The index is built from an existing chunk of document. For this article, I have collected sample data generated via Faker.

Let’s start by writing a function to load the documents:

def load_documents():
    documents = []
    with open("text_documents.txt", "r") as f:
        for line in f:
            documents.append(line.strip())

    return documents

Next, let’s write the function to build the inverted index and saved the index into a file index:

def build_inverted_index():
    inverted_index = defaultdict(list)

    for doc_id, doc in enumerate(documents):
        processed_doc = preprocess(doc)
        words = processed_doc.split()

        for word in words:
            inverted_index[word].append(doc_id)

    # Save the inverted index to a file named 'index'
    with open('index', 'wb') as file:
        pickle.dump(inverted_index, file)

Search engine & results

Here, we combine all the components into one function:

def load_inverted_index():
    with open('index', 'rb') as file:
        inverted_index = pickle.load(file)
    return inverted_index

def search(query):
    documents = load_documents()
    inverted_index = load_inverted_index()
    total_docs = len(documents)
    query_words = preprocess(query).split()
    scores = defaultdict(float)

    for word in query_words:
        idf = calculate_idf(word, inverted_index, total_docs)

        for doc_id in inverted_index[word]:
            tf_doc = documents[doc_id].count(word) / len(documents[doc_id])
            tf_idf_score = calculate_tf_idf(tf_doc, idf)
            scores[doc_id] += tf_idf_score

    ranked_docs = sorted(scores.items(), key=lambda x: x[1], reverse=True)

    result = [(documents[doc_id], score) for doc_id, score in ranked_docs]

    return result

The first function above is the load_inverted_index() which loads the inverted index data stored in the index file by pickle.

In the search function, the documents and inverted index are loaded from their respective locations. The query word supplied is preprocessed and a new dictionary scores is created to hold the scores of the terms contained in the query.

In the for loop, each word in the query gets its IDF calculated first. A child loop is included where the term frequency, inverse document frequency and the tf-idf score is computed and stored for each document contained in the reverse index.

A reverse index is a comprehensive table that includes every word present in the corpus. For each word, it contains a record of the documents in which the word is found.

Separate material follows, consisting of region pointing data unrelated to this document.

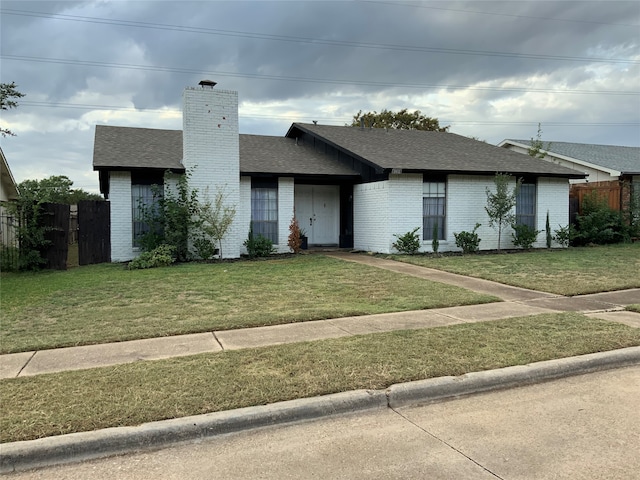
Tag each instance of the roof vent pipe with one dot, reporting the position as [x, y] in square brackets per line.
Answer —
[207, 83]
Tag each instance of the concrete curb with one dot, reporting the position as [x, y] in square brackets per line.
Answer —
[19, 456]
[438, 389]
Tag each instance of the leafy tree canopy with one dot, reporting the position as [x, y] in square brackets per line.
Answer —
[54, 189]
[400, 120]
[7, 93]
[537, 148]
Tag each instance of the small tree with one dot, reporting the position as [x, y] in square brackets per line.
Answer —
[216, 218]
[174, 214]
[537, 148]
[500, 204]
[295, 235]
[7, 92]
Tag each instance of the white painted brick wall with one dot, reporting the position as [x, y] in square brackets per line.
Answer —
[371, 230]
[405, 198]
[285, 212]
[243, 214]
[552, 196]
[121, 217]
[211, 151]
[375, 225]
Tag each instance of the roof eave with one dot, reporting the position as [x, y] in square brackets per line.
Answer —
[378, 168]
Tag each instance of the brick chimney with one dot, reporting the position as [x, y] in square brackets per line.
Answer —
[210, 148]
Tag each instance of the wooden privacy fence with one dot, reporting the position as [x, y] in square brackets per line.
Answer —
[94, 232]
[55, 219]
[612, 192]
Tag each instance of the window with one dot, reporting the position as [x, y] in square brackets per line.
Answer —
[146, 191]
[526, 205]
[433, 208]
[264, 208]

Once the calculations are complete, the documents are ranked in descending based on the relevance score computed in the child for loop, and the results returned.

An example usage for a query “politics” returned:

[('Because many remain politics tonight none politics inside.', 0.3046288244472518),
 ('Billion cultural they politics that.', 0.12269772095792086)]

You can play with the search engine on this Replit.

Conclusion

This is a simple exposé on how to build a simple search engine from scratch. The steps followed in this blog post covers the elementary procedures involved in building a search engine and can be modified further depending on the use case.

If you’re feeling adventurous, attach this search engine to a framework and build a functional UI for it. As a bonus, improve the schema to make it work like the Google search engine - link, summary, etc.

Notes

There are a number of libraries for building search engine. The one I’ve worked with is whoosh. Whoosh makes indexing a seamless task ( it supports indexing directly to the RAM!).
The functions in this blog post can be cleaned and optimized further.
Some sections were further generated from GPT and the reverse index was paraphrased from whoosh’s glossary.
There are more components and technicalities involved in building a more robust search engine.